Extract links from a PDF
Drop a PDF and get every link out — clickable annotations, footnote URLs, and visible plain-text URLs. Returns a flat list with the page each link came from, ready to copy into a spreadsheet or feed into a checker.
Why this matters
Most PDF tools either dump the whole text (and you regex for URLs) or only see the clickable annotations (and miss the plain-text ones). ExtractFox reads the PDF the way a person does, so visible URLs and clickable links both come back, deduped, with the page number where each one appeared.
How it works
- Step 1Upload the PDF
Digital, scanned, or image-based PDFs all work. Up to 20 MB.
- Step 2Pick what to pull
All links (default), only external URLs, only email addresses, only links inside footnotes, or links per page.
- Step 3Export
Copy the list, or download as CSV / JSON. Each row carries the URL, the link text (if any), and the page number.
Sample output
Example: links from a 4-page research paper PDF
| url | link_text | page_number | type |
|---|---|---|---|
| https://arxiv.org/abs/2401.12345 | arxiv.org/abs/2401.12345 | 1 | plaintext |
| https://github.com/acme/research | github.com/acme/research | 1 | clickable |
| mailto:author@university.edu | author@university.edu | 1 | clickable |
| https://doi.org/10.1145/3456789.3456790 | [14] | 4 | clickable |
| https://example.org/dataset | example.org/dataset | 4 | plaintext |
Frequently asked questions
How do I extract links from a PDF?+
Upload the PDF here, pick a mode (all links, external only, emails, footnote links, or grouped by page), and click Extract. Download as CSV or JSON.

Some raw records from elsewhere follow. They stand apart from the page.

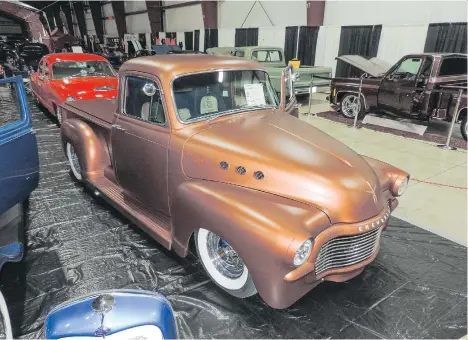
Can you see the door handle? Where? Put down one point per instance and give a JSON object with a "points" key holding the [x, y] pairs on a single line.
{"points": [[118, 127]]}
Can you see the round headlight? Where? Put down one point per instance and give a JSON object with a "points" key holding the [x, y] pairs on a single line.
{"points": [[302, 253], [403, 186], [400, 186]]}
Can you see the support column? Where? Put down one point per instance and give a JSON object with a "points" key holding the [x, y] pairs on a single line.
{"points": [[155, 15], [315, 12], [118, 8], [210, 14], [66, 8], [80, 17], [56, 11], [96, 14]]}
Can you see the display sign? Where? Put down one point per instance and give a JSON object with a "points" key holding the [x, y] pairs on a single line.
{"points": [[254, 94]]}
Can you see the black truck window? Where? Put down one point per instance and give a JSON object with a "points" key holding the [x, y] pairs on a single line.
{"points": [[453, 67]]}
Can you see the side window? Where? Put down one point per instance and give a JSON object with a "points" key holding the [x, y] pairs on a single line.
{"points": [[10, 106], [239, 53], [408, 68], [40, 67], [453, 67], [139, 104], [46, 70]]}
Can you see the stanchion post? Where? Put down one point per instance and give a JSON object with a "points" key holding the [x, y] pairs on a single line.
{"points": [[447, 146], [310, 93], [358, 105]]}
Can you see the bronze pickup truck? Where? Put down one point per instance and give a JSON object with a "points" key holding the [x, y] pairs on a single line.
{"points": [[199, 146], [421, 86]]}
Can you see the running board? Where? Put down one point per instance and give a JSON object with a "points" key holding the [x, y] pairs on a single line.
{"points": [[157, 226]]}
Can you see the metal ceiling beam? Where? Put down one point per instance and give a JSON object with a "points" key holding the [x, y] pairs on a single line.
{"points": [[67, 10], [96, 13], [80, 17], [118, 7], [155, 15]]}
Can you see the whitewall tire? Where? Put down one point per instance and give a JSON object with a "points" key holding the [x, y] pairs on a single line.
{"points": [[74, 162], [223, 264]]}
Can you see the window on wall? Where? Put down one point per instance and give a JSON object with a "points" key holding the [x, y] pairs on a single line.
{"points": [[305, 48], [211, 38], [196, 41], [446, 37], [358, 40], [267, 56], [188, 40], [246, 37]]}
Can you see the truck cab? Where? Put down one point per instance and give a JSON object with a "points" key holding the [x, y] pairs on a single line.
{"points": [[19, 166], [273, 59]]}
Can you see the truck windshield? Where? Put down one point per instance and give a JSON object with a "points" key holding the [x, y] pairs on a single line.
{"points": [[212, 94], [267, 56], [75, 69]]}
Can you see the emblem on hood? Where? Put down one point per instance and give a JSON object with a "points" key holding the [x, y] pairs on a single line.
{"points": [[104, 88], [102, 305]]}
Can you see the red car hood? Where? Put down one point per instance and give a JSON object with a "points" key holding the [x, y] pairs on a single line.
{"points": [[298, 161], [87, 87]]}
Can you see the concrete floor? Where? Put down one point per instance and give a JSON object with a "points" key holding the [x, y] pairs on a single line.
{"points": [[440, 205]]}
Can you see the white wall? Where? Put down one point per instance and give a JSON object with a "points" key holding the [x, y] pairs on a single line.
{"points": [[271, 36], [138, 23], [409, 12], [392, 47], [183, 19], [110, 27], [232, 13]]}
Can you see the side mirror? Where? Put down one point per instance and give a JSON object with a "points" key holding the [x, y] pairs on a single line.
{"points": [[149, 89], [287, 86]]}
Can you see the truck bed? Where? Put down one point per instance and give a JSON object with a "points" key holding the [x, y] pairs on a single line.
{"points": [[99, 110]]}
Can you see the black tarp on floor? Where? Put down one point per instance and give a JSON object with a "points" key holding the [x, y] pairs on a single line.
{"points": [[417, 287]]}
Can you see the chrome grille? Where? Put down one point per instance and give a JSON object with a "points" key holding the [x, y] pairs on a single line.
{"points": [[345, 251]]}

Does it find plain-text URLs, or only clickable ones?+
Both. Most PDF link tools only read the clickable annotations baked into the file. ExtractFox reads the visible text too, so URLs that someone typed in but never made clickable still come through.

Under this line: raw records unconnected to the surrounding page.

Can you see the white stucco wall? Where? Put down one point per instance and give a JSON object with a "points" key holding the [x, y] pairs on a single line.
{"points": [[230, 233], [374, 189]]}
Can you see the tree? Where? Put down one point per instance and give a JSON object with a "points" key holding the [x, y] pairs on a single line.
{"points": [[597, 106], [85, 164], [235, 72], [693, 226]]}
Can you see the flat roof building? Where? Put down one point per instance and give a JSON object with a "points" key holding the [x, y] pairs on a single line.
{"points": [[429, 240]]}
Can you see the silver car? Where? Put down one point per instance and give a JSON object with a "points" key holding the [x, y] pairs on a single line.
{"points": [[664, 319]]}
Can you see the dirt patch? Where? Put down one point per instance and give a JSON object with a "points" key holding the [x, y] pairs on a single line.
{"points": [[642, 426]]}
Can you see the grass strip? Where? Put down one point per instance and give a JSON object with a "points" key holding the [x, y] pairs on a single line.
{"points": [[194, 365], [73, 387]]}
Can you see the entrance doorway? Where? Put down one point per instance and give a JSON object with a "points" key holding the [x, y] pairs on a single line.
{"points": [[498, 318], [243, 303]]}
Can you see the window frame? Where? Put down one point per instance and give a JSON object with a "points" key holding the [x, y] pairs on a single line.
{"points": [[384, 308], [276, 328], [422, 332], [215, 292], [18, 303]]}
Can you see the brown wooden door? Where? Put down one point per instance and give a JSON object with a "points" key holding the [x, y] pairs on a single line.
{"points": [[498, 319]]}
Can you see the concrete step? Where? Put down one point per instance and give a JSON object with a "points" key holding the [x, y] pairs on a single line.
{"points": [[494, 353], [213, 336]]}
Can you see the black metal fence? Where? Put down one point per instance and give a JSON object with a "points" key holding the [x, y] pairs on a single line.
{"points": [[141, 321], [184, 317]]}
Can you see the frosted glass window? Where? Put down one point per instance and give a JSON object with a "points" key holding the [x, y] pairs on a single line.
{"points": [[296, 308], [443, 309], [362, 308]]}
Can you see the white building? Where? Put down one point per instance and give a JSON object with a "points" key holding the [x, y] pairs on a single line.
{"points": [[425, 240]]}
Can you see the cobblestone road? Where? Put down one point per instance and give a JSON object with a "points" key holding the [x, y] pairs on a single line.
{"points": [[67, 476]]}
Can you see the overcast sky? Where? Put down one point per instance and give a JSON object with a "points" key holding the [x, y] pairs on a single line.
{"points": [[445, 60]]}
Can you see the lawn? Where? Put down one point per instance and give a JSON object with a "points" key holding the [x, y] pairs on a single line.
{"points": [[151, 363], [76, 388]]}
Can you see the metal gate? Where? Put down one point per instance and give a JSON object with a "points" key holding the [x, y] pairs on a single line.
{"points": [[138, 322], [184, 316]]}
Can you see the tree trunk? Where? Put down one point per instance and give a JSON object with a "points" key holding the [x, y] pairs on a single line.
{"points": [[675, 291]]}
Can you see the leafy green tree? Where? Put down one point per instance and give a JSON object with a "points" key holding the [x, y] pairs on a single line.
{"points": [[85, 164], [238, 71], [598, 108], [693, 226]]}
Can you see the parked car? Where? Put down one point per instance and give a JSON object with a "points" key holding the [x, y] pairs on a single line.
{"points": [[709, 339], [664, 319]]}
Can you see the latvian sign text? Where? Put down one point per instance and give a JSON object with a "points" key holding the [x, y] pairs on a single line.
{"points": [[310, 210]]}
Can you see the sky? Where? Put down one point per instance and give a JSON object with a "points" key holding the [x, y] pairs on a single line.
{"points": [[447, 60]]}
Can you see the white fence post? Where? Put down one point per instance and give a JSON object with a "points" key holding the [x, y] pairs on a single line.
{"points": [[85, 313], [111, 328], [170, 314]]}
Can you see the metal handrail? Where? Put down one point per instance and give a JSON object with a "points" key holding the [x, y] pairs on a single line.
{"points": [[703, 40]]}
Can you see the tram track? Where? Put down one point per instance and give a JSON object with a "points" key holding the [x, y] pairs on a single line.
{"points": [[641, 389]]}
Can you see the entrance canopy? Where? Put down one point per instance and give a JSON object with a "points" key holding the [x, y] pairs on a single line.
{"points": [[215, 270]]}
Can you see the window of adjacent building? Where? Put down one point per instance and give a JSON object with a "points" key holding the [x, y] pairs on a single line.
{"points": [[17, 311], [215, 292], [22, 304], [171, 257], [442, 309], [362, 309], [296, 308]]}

Will it work on a scanned PDF?+
Yes. The model reads the page visually, so URLs in scanned documents are extracted the same way as URLs in digital PDFs. OCR happens automatically.
Can I get just the email addresses?+
Yes — pick the Email addresses only mode. It returns every email from both mailto: links and plain-text addresses, with the surrounding context.
How is this different from the PDF text extractor?+
The text extractor returns the document's full text. This one returns just the URLs (and their page numbers and link text), already deduped and structured.
What's the largest PDF this handles?+
20 MB per upload. For larger PDFs, split first or use the API which supports streaming larger files.